Conservationists welcome progress on MPAs but remain concerned about protection of Scott Islands
Vancouver, BC – The Canadian Parks and Wilderness Society (CPAWS) has mixed feelings about today’s announcement that Scott Islands marine National Wildlife Area (mNWA) in British Columbia, will be Canada’s next marine protected area (MPA).
“We are pleased to see the new government move Canada closer to its international commitment to protect 10% of our ocean by 2020, but it’s important that quality isn’t sacrificed for quantity,” said Sabine Jessen, CPAWS’ National Oceans Program Director.

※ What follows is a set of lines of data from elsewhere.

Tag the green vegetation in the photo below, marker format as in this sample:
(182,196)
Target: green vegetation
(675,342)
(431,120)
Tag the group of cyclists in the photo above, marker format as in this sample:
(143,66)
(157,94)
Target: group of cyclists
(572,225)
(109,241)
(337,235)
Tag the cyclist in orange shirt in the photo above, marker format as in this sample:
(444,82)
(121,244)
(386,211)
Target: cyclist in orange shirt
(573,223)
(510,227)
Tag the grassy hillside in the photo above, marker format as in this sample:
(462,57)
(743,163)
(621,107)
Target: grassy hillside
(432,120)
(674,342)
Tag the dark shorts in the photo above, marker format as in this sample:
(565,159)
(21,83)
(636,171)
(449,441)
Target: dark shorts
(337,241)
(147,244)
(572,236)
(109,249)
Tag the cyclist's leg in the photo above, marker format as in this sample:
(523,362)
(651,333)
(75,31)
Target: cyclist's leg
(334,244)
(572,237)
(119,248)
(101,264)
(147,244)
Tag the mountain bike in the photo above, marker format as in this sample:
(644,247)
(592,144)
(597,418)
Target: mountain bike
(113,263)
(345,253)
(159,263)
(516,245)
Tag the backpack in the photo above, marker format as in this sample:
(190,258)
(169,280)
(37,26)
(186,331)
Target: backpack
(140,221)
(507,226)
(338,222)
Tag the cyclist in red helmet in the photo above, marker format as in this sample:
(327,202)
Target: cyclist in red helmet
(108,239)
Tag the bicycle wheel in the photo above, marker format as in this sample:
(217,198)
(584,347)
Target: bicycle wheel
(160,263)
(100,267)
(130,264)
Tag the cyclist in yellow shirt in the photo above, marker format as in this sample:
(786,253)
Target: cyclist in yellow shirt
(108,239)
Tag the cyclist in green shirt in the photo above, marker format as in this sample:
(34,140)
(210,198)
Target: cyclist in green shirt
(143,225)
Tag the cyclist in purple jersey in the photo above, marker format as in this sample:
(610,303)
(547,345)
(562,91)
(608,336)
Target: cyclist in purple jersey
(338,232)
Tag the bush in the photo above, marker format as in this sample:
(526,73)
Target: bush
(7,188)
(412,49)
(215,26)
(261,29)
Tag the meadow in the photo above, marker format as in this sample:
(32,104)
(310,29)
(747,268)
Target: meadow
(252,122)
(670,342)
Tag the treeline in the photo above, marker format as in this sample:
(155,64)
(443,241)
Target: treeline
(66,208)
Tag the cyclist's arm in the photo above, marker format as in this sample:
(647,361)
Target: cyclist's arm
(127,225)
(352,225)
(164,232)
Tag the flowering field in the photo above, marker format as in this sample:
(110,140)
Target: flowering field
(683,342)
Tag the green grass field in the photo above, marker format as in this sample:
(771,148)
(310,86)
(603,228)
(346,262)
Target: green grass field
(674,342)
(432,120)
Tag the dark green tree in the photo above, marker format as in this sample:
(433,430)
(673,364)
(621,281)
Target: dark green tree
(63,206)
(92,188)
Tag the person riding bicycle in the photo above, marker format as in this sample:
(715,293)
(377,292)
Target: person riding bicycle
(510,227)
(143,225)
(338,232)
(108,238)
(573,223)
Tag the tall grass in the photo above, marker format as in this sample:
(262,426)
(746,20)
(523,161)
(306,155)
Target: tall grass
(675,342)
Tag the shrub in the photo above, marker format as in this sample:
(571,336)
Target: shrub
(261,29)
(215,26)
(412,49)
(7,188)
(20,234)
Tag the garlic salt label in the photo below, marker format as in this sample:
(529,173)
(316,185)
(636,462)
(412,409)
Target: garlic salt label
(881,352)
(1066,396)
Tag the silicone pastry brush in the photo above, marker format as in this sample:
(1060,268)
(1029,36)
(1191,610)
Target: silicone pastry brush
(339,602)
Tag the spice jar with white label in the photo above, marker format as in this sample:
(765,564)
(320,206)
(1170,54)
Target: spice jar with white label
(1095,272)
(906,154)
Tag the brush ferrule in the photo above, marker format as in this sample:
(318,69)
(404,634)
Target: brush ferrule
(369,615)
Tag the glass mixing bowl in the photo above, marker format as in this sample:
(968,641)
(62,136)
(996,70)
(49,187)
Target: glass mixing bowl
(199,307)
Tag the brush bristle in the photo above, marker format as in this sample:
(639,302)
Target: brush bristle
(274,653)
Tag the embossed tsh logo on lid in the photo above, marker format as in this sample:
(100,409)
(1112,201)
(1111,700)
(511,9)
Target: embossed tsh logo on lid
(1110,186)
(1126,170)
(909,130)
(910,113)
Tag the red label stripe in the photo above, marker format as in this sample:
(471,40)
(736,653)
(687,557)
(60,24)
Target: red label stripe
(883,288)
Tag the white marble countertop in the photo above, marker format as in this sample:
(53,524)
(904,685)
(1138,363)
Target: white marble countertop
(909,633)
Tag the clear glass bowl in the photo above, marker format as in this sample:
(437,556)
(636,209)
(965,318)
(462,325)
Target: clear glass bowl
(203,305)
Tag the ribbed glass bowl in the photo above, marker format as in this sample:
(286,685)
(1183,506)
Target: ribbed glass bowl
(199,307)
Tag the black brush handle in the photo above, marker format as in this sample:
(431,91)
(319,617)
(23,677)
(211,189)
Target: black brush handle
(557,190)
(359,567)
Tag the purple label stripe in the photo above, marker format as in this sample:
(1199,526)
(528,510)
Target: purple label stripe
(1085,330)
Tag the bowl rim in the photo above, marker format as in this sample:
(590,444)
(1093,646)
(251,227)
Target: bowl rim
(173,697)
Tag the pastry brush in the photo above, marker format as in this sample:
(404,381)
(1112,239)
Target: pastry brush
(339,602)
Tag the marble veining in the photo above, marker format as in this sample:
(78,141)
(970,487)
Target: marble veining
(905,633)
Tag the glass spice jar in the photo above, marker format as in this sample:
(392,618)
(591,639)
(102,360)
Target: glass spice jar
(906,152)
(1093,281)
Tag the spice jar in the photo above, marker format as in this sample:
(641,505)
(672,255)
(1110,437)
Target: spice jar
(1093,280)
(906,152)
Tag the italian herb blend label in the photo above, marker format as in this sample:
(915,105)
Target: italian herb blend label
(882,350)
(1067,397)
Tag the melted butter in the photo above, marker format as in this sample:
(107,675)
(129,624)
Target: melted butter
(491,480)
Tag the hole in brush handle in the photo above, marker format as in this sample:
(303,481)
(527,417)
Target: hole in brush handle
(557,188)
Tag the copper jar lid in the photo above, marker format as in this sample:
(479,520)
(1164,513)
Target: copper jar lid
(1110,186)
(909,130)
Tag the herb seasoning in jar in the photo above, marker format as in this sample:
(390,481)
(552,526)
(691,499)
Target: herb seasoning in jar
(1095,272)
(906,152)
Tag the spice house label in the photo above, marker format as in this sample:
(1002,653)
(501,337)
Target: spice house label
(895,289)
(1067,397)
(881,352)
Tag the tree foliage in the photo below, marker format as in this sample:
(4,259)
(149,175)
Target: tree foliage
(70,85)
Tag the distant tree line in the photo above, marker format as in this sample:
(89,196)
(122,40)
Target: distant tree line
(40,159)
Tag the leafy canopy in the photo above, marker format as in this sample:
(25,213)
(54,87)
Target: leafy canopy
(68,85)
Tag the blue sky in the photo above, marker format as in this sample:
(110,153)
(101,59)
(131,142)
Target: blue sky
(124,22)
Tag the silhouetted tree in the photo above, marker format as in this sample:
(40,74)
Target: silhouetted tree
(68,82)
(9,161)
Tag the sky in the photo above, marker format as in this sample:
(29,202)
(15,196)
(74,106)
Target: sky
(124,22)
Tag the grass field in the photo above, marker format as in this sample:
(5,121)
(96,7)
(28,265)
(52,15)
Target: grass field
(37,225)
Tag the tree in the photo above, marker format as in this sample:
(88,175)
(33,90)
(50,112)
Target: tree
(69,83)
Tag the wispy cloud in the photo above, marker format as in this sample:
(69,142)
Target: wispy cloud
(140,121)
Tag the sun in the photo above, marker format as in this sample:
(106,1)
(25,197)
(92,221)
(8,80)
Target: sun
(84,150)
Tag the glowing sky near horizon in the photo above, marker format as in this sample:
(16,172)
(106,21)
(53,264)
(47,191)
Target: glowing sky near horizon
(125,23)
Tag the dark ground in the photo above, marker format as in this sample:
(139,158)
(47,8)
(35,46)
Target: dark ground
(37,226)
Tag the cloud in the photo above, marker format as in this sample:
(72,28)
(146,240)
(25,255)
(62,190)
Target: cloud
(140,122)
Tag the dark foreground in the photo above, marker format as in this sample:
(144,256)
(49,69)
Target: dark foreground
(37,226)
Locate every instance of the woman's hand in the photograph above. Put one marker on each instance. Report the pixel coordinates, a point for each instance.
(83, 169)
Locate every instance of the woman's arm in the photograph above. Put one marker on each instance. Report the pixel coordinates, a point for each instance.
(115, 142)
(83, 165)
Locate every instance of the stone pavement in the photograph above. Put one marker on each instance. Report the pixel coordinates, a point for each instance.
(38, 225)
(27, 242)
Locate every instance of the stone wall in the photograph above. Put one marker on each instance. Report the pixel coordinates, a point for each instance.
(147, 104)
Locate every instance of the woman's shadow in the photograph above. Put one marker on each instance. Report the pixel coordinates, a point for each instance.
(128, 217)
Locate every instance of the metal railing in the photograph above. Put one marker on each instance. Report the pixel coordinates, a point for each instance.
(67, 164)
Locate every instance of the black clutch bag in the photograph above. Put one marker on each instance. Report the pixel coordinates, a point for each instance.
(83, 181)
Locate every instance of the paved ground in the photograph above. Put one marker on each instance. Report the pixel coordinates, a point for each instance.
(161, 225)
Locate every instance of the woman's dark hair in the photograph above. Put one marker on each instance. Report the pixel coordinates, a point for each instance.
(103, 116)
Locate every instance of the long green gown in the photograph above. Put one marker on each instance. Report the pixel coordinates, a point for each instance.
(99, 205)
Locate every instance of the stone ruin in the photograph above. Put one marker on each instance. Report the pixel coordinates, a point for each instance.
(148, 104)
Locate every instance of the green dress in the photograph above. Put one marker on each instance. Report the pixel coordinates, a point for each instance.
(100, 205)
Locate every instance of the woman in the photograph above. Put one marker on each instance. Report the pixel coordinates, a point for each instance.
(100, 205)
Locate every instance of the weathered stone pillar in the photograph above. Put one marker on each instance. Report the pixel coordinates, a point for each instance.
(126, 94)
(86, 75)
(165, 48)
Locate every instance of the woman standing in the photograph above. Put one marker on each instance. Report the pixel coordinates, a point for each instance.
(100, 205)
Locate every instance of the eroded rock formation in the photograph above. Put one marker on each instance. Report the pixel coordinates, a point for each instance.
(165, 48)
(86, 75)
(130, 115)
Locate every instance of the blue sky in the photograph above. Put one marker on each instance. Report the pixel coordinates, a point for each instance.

“We have been involved in consultations on Scott Islands for many years and have had long standing concerns about the lack of meaningful protection measures being proposed. We eagerly await the public release of the draft regulations and will take up the offer by the government to make improvements to ensure that they meet the high standards that Canadians expect of our MPAs,” notes Jessen.
Located off the northern tip of Vancouver Island, the Scott Islands are the most important seabird breeding area in Pacific Canada. They are home to 90% of Canada’s tufted puffins, 70% of the world’s Cassin’s auklets, and are the only Pacific breeding colony of common murres. The surrounding nutrient-rich ocean waters create productive feeding grounds that support a great diversity of marine life, it is also an important area for sea otters, Steller sea lions and several species of whales.
The proposed mNWA is intended to protect the foraging habitat of the seabirds, and covers a total area of 11,540 km2. Based on the regulatory strategy, released in 2013, activities like bottom trawling, long-lining and industrial shipping would be allowed to continue in the proposed MPA. “Unless the regulations contain restrictions on these harmful activities, seabirds and other species in the area remain at great risk,” Jessen adds.
The Minister of Environment and Climate Change Canada has expressed her desire to work with stakeholders and her Cabinet colleagues to improve the protection measures for seabirds and expand them to other species, within the Scott Islands mNWA, an offer that Jessen and her colleagues gladly accept.
“Scientific research shows that bycatch in fisheries, disturbance by ships and boats, and oil spills are extremely harmful to birds and other marine species, so we will make every effort to work with the government to achieve better protection for the Scott Islands, and ensure these issues are addressed,” said Jessen.
“We are also pleased to see Canada’s plan to advance a number of other marine protected areas including Lancaster Sound, Hecate Strait and Queen Charlotte Sound glass sponge reefs, Laurentian Channel, Banc des Americains and St. Anns Bank” said Jessen. “We expect the government to maintain high standards of protection for all of these sites,” she adds.